Social tokens are projected embeddings produced by modality-specific encoders (e.g., vision; extensible to audio) and inserted into an LLM (e.g., Gemma). Given a video and its timealigned transcript, we POS-tag the text to select nouns and verbs using the spaCy parser, retrieve the temporally nearest frame for each selected word, and encode it with DINOv2. The frame \(\texttt{[CLS]}\) embedding is projected by a learned MLP into the LLM's embedding space to form a local social token \(\texttt{[SOC-L]}\), which is inserted immediately after the corresponding text token. A global token \(\texttt{[SOC-G]}\) is computed by averaging the local token vectors and is prepended to the sequence.
We introduce social tokens: learned vectors derived from video frames, that are inserted into a frozen LLM to improve reasoning about social interactions and relations. Our approach adapts standard VLM training methods while modifying the interface between a visual encoder and LLM to better integrate social cues.

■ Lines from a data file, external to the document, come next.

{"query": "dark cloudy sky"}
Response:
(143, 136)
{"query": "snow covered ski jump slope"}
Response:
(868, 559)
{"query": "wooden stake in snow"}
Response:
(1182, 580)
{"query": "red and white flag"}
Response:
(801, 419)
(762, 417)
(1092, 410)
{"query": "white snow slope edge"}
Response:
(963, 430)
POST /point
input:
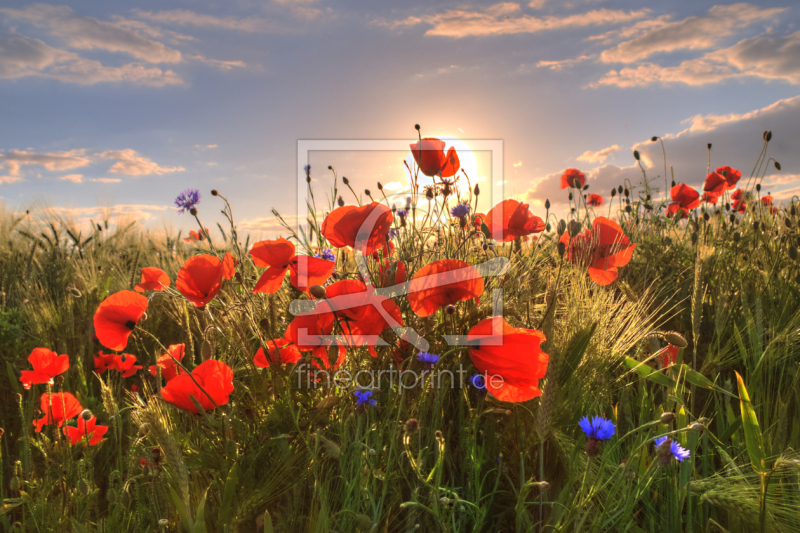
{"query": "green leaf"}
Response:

We measure perplexity of generated predictions from Gemma-2, tuned with social tokens and without social tokens. The perplexity is measured on a held-out dialogue set from the Seamless Interaction dataset (left) and a held-out caption set from the odd-one-out task (right). We find that including social tokens leads to a dramatic improvement in the model's ability to predict further social tokens.

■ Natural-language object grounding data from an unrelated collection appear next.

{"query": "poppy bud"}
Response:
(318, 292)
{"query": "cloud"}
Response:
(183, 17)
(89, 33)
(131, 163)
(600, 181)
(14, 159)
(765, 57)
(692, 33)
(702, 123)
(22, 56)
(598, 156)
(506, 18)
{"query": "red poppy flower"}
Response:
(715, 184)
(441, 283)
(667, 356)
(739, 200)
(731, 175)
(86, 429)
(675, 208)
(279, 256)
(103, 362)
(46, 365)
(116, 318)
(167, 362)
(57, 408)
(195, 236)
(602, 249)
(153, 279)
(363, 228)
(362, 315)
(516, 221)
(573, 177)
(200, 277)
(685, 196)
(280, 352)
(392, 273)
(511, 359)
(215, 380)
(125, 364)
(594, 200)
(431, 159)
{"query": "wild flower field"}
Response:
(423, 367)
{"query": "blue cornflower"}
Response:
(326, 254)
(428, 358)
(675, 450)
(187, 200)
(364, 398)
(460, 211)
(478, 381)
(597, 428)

We analyze the attention maps from attention layers to understand how much attention is given to social tokens. On the left, we show the results from a string of tokens while on the right, we include a baseline where social tokens are replaced with zero vectors to understand whether there is a positional bias. We find that global social tokens receive a large amount of attention and this is not due to a positional bias as seen from the right visualization.

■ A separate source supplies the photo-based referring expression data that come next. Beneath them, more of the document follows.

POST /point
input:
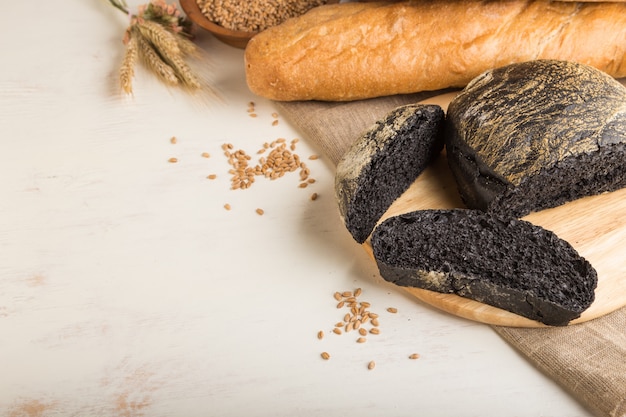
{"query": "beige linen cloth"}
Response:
(588, 360)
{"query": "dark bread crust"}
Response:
(535, 135)
(384, 162)
(508, 263)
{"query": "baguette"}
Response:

In this work, we introduced social tokens, a new mechanism designed to improve LLM performance on social tasks by aligning socially informative visual encoders with language models. This approach yielded consistent improvements in social understanding across socially relevant datasets and enhanced alignment with human judgments. Future work will include deeper ablations and extension to other modalities (e.g., audio) to broaden performance gains.